Only diamonds sparkle. Consolidated Diamond Mines, owned by the Anglo American Corporation of South Africa, is the largest private employer (6,000 employees) and the largest industrial contributor to the nation's tax base. Negotiations begin in August, however, between the company and the government about transferring part-ownership to Namibia.
Namibia's recently announced national budget relies to a large extent on foreign aid and borrowing. The resignation earlier this year of the country's first minister of finance was in part a reflection of his ministry's concern over too rapid growth in state expenditures. A major complaint is the bloated size of the civil service. About 55 percent of all Namibian employment is in the government sector.
Namibia is not without its continuing problems. There have been cases of corruption and rumors of more. Inflation is running at about 20 percent a year and crime is rife and escalating. But, overall, the report card shows good grades.
Considering the immense difficulty of creating a national melange of peoples accustomed to South Africa's domestic colonialism, Namibia has done exceptionally well.
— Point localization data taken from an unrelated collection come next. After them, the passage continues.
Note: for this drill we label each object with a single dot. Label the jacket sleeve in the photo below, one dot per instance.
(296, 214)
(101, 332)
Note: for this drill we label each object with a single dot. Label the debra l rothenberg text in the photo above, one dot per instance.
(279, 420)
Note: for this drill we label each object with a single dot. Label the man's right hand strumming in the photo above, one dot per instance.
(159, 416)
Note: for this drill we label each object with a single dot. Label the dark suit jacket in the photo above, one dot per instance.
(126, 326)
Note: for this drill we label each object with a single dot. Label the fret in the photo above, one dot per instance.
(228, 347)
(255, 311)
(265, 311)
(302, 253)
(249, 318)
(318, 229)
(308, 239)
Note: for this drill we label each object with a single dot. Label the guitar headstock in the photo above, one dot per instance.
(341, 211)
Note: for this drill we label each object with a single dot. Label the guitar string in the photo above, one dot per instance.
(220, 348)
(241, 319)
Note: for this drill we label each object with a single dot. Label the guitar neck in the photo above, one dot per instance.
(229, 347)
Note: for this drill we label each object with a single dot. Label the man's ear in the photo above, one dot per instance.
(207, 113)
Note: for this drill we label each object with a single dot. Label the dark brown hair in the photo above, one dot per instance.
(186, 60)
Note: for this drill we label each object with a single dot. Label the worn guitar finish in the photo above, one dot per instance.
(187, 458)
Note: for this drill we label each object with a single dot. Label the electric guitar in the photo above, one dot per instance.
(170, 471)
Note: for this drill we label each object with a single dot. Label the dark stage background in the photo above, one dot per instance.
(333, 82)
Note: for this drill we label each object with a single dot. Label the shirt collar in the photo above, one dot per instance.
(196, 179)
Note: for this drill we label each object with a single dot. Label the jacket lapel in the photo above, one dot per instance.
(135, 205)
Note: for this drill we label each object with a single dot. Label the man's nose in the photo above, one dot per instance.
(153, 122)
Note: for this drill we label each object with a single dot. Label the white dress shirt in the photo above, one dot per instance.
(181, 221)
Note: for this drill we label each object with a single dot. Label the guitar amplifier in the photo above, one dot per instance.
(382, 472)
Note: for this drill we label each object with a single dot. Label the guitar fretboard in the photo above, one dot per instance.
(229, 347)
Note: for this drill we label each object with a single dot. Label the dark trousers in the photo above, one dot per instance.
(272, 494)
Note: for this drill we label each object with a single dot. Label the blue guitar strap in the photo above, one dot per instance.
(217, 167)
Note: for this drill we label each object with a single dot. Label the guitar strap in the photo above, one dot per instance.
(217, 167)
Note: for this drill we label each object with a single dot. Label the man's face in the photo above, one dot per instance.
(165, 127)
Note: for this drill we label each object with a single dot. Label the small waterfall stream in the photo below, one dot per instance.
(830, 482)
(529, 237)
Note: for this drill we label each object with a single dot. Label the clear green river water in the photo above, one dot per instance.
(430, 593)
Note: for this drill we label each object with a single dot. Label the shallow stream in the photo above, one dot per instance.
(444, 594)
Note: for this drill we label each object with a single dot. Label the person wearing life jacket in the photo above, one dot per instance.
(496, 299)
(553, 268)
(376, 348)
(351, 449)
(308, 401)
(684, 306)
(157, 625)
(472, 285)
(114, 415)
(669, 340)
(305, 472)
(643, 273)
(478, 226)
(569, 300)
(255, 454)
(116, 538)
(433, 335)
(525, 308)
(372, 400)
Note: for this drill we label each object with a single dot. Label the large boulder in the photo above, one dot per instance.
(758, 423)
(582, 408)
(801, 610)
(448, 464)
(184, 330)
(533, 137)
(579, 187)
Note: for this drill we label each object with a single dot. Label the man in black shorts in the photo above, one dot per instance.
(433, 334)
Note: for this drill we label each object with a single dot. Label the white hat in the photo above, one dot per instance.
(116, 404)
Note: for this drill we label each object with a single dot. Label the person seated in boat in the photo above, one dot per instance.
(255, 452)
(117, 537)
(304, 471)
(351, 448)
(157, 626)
Considering, too, that independence coincided with economic downturns and now a dearth of rainfall, Namibia should receive much praise.
The white leader of the political opposition is enjoying being in opposition and keeping the government on its toes. A strong and not beleaguered opposition, debate within Nujoma's government, and the successful exchange of oppression and apartheid for genuine freedom - all count well.
Prosperity for all Namibians may come later, and only with difficulty. For now, Namibia ranks among the African success stories.